I don't really like using the word "resolutions" this year for some reason. It might be because I have a hard time keeping any of them, and so feel guilty about "failing" to do what I thought about. New Year's Ideas sounds a little less, well, resolute, and allows me a little more compassion for myself if I don't follow through, or if it takes me a long time to get around to really working on the things I wanted to address in my life.

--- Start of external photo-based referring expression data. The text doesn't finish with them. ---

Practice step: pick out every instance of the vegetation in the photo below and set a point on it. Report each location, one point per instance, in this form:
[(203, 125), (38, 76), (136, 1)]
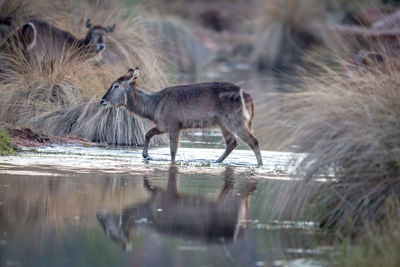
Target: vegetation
[(6, 146), (348, 124), (60, 96)]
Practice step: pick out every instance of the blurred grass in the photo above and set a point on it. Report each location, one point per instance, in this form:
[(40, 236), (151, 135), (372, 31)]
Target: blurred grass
[(6, 146), (60, 95)]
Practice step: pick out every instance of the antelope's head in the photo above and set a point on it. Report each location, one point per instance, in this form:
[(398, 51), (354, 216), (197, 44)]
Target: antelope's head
[(119, 91), (95, 35)]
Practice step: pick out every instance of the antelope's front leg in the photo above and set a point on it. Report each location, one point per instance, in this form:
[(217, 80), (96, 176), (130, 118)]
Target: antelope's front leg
[(173, 142), (152, 132)]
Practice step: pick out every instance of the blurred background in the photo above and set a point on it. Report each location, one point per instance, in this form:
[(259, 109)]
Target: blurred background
[(324, 74)]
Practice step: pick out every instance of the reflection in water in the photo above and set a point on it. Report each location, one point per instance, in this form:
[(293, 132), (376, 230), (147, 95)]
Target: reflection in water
[(186, 215), (190, 218)]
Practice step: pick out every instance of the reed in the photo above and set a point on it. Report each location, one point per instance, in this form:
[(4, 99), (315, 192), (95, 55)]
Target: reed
[(60, 95), (347, 124)]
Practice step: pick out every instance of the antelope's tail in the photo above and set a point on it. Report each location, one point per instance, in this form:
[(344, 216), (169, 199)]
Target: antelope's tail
[(250, 108)]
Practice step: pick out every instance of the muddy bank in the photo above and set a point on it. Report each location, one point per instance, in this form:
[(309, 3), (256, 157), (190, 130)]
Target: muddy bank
[(23, 137)]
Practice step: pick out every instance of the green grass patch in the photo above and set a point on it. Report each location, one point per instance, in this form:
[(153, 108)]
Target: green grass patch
[(6, 146)]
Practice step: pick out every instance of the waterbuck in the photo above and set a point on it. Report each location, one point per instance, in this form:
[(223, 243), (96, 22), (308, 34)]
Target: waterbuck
[(188, 216), (202, 105), (39, 38)]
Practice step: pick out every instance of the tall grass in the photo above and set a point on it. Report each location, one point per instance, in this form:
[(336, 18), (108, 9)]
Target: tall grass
[(60, 96), (284, 29), (348, 126)]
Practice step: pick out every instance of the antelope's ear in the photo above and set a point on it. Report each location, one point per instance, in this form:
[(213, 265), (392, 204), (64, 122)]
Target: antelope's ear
[(110, 28), (134, 74), (89, 24)]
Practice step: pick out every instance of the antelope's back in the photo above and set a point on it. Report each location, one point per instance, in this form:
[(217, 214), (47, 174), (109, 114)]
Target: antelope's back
[(198, 105)]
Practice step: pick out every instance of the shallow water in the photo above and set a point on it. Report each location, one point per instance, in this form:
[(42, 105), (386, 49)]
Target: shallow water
[(94, 206), (90, 206)]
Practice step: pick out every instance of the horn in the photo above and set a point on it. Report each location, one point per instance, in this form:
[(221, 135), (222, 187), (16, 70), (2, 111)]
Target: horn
[(134, 73), (89, 24)]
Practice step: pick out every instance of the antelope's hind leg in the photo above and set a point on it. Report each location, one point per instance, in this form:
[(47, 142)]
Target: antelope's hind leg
[(152, 132), (173, 143), (230, 141), (243, 132)]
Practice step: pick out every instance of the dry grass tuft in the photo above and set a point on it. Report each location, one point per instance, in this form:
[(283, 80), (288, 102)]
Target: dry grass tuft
[(60, 95), (349, 126), (284, 29)]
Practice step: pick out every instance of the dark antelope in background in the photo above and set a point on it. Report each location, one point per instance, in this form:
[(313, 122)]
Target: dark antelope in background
[(202, 105), (39, 39), (189, 216)]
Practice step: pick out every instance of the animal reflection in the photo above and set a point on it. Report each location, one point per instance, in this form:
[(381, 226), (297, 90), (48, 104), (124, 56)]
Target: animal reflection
[(189, 216)]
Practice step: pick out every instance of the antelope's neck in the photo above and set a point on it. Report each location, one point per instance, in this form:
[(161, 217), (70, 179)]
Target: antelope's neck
[(143, 103)]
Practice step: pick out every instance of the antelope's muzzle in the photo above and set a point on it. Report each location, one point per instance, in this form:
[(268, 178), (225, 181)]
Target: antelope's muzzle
[(105, 103), (101, 47)]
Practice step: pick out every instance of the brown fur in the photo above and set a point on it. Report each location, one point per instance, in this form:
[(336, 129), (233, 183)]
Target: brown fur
[(203, 105), (40, 39)]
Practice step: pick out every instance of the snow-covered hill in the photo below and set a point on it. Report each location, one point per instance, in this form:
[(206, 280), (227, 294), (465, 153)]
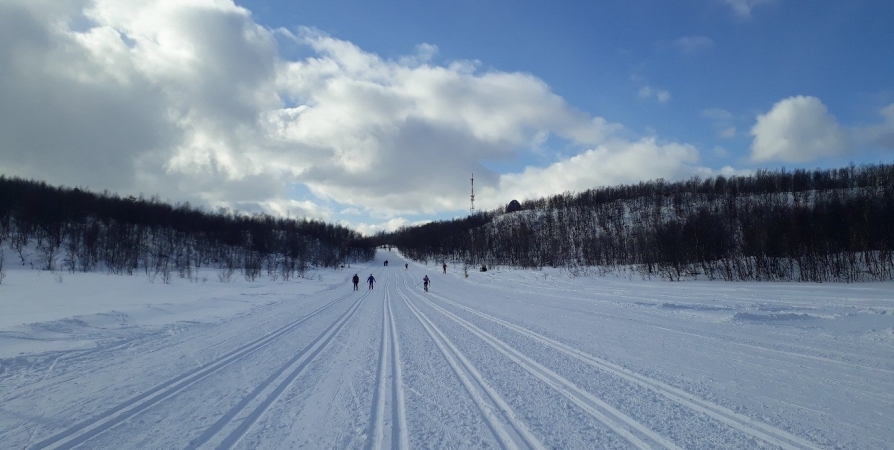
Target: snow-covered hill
[(502, 359)]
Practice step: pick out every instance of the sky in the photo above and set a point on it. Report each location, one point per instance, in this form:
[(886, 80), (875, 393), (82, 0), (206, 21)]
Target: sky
[(377, 114)]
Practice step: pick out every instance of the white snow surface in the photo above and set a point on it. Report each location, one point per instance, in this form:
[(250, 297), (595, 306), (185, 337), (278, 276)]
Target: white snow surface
[(501, 359)]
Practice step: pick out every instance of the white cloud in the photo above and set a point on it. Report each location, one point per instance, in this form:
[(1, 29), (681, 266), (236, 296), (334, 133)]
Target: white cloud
[(611, 163), (693, 45), (727, 133), (191, 100), (661, 95), (743, 7), (798, 129)]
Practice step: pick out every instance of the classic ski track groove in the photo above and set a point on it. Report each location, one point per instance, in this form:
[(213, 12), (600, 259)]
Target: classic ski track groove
[(735, 420), (389, 352), (615, 420), (463, 368), (90, 428), (275, 385), (811, 357)]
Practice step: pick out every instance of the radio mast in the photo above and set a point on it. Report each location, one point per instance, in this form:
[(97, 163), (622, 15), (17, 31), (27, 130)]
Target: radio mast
[(472, 197)]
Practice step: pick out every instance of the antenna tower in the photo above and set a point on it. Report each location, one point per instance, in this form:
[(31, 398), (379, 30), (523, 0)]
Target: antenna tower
[(472, 198)]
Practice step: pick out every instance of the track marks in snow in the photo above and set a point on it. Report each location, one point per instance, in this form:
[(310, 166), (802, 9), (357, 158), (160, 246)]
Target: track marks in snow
[(628, 428), (510, 432), (389, 368), (230, 428), (742, 423), (82, 432)]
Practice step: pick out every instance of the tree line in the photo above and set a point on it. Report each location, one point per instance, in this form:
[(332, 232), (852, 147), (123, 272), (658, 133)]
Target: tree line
[(58, 228), (802, 225)]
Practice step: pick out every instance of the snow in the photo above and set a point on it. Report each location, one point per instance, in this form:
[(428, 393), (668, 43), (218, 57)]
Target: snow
[(499, 359)]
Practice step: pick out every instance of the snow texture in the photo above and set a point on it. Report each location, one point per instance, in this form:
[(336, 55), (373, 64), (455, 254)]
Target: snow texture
[(504, 359)]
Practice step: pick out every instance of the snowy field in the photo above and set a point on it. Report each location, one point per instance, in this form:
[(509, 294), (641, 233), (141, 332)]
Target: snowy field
[(504, 359)]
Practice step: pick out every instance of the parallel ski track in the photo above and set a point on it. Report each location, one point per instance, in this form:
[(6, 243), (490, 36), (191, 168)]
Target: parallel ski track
[(389, 352), (740, 422), (786, 354), (274, 387), (628, 428), (495, 410), (83, 431)]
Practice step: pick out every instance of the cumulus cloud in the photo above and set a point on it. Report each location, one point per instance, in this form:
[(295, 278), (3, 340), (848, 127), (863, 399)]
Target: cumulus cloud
[(743, 7), (661, 95), (192, 100), (613, 162), (798, 129)]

I am not a very patient person when it comes to painting. It is not unusual for me to have eight to ten canvases going at the same time, so that I can move from one to the other when the paint is too wet to continue on one or another. Sometimes a piece will not come together. I will set it aside for days, weeks, sometimes years, and then come back to see what I can to do to bring it to some kind of resolution that tells me it is done. Every once in a while I just roll it up and get rid of it, accepting that the initial idea did not work. This kind of sporatic and long-term approach used to make me feel frustrated with myself and with the work. As I've painted more and more over the years, I've realized that it's not a bad way to do the work. It's my way. And letting it (and me) take time to come to some kind of resolution is sometimes the only way something can get done.
This is a painting that is in process, one I've come back to several times and have not yet been able to call finished. It shows downtown Portland, Maine, from across the Back Cove. I will pull it out again soon, and see what I can do, and see where it, and the work, takes me.